Saltar para o conteúdo

Conheça as 7 tendências de decoração de 2026 que vão durar, antes de renovar a sua casa

Homem a organizar notas num quadro de cortiça numa sala de estar com decoração em tons terra.

A casa pode ser acolhedora, claro. Mas calma e equilibrada? Nem sempre - sobretudo depois de anos a seguir “looks” rápidos e tendências descartáveis.

Em 2026, em toda a Europa e nos EUA, há uma mudança silenciosa na forma como as pessoas estão a pensar os interiores: menos pressa, mais calor e escolhas mais ponderadas. Em vez de soluções de um trimestre, ganham força algumas tendências-chave que, segundo decoradores, têm pernas para andar muito além de uma estação.

The new organic minimalism: calm without the cold

O minimalismo não vai desaparecer, mas a postura está a mudar. A estética dura, quase de galeria toda branca, está a dar lugar ao que muitos designers chamam de “minimalismo orgânico” - continua depurado, mas mais suave e humano.

As linhas limpas mantêm-se, mas as curvas, a textura e o conforto passam a contar tanto como o espaço vazio.

Pense em sofás com formas mais arredondadas, quase em feijão, em vez de módulos quadrados; mesas de centro ovais ou com aspeto de seixo, em vez de retângulos rígidos; e espelhos com contornos irregulares, em vez de círculos ou quadrados perfeitos. A ideia é amaciar a geometria da divisão para que pareça menos um “apartamento de revista” e mais um sítio onde apetece desligar.

Este estilo também traz uma mentalidade: menos objetos, mas com mais significado. O foco passa de mostrar tudo o que tem para manter apenas o que usa ou adora de verdade. Isso reduz o ruído visual e torna a manutenção do dia a dia muito mais simples.

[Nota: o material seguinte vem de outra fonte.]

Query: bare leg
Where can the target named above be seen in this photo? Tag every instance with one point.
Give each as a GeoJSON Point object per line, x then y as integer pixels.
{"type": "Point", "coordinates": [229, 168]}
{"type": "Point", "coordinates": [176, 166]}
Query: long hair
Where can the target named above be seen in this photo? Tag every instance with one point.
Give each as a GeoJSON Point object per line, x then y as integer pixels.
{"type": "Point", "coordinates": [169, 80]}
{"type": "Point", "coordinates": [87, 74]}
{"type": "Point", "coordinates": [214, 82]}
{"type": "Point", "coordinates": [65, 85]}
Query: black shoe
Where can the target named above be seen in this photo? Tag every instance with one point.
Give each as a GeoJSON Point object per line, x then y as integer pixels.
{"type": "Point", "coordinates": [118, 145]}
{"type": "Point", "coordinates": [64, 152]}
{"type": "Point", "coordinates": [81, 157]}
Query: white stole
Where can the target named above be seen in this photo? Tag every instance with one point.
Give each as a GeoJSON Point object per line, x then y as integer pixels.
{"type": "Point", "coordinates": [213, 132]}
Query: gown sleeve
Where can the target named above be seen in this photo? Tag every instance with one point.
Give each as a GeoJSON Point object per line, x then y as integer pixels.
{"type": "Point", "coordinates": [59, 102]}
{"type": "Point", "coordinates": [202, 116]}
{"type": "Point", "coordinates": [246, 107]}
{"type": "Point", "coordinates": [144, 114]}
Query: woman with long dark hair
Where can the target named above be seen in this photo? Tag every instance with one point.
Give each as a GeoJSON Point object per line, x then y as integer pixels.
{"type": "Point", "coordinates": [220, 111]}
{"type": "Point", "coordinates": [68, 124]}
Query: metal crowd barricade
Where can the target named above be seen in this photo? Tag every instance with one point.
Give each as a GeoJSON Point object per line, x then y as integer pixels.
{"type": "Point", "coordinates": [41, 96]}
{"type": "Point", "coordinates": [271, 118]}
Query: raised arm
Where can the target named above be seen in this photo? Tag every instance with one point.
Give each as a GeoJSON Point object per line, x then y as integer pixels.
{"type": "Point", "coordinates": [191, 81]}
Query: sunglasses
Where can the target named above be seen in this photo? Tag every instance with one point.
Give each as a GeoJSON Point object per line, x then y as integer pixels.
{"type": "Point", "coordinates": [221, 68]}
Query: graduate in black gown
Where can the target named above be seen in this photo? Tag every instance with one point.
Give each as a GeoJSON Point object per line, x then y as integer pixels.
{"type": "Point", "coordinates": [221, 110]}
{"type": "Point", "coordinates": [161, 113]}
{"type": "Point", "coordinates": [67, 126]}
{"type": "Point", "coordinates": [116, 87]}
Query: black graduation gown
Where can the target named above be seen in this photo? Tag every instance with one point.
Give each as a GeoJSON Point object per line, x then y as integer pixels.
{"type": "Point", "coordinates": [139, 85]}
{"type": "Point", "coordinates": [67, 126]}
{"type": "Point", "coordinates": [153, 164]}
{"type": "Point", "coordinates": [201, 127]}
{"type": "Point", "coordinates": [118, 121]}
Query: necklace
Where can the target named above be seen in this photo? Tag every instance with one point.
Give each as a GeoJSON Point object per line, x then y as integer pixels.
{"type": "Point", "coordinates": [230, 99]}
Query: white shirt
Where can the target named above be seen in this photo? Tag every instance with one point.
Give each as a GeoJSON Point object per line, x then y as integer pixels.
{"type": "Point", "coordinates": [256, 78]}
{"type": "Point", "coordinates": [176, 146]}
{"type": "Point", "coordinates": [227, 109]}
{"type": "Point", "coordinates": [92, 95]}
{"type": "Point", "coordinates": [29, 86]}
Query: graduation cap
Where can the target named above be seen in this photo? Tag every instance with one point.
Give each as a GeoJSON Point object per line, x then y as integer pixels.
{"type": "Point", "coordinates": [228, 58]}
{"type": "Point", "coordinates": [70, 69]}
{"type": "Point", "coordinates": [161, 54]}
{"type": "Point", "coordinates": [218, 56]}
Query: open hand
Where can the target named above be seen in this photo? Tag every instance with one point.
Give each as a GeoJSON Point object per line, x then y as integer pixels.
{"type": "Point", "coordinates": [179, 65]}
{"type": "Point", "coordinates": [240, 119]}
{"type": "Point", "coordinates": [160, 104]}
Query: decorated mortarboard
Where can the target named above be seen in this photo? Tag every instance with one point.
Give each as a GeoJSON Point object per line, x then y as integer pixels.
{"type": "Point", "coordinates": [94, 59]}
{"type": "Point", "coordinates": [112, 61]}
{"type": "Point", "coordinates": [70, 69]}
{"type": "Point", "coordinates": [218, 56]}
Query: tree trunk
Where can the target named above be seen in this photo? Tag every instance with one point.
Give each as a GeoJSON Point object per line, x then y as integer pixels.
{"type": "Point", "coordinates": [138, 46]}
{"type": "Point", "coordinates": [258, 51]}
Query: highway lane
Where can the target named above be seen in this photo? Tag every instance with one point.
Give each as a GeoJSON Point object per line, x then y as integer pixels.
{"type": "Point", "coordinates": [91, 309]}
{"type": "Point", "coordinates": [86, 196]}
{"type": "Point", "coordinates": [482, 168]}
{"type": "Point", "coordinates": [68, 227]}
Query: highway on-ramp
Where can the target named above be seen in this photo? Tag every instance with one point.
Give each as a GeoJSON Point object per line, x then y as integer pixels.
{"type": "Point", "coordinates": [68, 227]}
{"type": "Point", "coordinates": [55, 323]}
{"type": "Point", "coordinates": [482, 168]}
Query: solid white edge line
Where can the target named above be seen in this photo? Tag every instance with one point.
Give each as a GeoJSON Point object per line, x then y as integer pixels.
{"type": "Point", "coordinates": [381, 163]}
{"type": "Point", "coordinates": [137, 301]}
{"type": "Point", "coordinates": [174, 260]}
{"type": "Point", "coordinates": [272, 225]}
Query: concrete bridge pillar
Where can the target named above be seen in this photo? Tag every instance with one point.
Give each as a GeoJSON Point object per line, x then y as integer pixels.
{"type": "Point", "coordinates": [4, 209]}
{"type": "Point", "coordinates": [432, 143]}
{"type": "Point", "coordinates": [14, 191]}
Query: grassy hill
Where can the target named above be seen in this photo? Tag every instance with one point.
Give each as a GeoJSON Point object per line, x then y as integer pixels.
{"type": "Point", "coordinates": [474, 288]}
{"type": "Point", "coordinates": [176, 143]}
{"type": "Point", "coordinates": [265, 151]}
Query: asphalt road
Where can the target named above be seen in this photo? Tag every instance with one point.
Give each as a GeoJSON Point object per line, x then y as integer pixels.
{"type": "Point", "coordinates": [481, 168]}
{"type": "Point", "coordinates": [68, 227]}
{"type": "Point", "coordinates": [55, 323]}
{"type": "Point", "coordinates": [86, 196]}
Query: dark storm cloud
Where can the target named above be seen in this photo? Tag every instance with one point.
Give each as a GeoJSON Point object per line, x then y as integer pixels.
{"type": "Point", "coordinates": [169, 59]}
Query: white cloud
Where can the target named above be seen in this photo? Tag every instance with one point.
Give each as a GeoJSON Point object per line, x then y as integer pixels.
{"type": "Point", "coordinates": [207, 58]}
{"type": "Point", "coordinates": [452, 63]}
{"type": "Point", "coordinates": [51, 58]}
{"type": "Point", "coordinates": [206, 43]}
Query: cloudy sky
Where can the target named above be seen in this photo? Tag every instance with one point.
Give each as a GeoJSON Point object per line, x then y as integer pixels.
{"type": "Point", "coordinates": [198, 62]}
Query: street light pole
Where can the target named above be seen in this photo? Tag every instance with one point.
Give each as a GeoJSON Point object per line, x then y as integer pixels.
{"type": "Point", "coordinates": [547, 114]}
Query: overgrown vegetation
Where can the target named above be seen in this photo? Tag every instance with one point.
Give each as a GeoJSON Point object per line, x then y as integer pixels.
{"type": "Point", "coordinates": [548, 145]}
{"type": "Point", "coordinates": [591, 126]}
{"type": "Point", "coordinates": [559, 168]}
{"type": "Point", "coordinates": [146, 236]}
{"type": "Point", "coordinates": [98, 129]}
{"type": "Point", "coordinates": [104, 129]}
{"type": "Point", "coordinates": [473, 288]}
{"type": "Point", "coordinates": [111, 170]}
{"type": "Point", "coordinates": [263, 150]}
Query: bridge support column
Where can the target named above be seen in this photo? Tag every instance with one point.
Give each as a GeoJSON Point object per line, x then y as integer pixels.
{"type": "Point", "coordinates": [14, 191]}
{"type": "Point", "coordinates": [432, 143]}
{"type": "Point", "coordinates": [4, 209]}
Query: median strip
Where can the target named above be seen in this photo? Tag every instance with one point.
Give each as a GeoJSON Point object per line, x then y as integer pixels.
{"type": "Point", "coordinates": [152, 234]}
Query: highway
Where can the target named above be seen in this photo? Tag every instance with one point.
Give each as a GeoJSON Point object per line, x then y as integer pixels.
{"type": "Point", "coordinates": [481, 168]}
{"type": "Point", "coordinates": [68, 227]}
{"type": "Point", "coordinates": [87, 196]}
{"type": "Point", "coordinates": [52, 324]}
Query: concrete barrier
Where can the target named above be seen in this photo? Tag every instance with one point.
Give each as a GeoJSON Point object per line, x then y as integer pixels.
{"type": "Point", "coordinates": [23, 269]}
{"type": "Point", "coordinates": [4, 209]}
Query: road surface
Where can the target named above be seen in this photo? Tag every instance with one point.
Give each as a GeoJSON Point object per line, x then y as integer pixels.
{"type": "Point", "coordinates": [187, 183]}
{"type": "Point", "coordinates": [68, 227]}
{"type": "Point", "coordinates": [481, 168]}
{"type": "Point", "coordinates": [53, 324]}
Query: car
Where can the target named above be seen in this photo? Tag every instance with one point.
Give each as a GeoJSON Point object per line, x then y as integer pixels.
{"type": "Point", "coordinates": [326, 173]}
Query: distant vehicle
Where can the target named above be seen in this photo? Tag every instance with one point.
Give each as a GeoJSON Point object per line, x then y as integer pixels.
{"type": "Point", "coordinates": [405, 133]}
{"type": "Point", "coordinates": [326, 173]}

How to test organic minimalism in one weekend

  • Esvazie uma estante e volte a colocar apenas 5–7 peças que realmente sejam importantes para si.
  • Troque uma peça “angular” (mesa de apoio, candeeiro ou cadeira) por outra com perfil curvo.
  • Deixe uma zona de parede completamente livre e repare como a divisão fica mais calma.

Não precisa de uma remodelação completa. Até um único candeeiro curvo, um tapete arredondado ou um vaso mais escultural pode mudar o tom do espaço e aproximá-lo desta tendência.

Raw, honest materials: wood, stone and linen take over

A par das formas mais suaves, 2026 é também muito sobre do que é feito o mobiliário. Plásticos e acabamentos claramente sintéticos começam a sair dos mood boards mais “premium”, dando lugar a materiais que envelhecem de forma visível - e honesta.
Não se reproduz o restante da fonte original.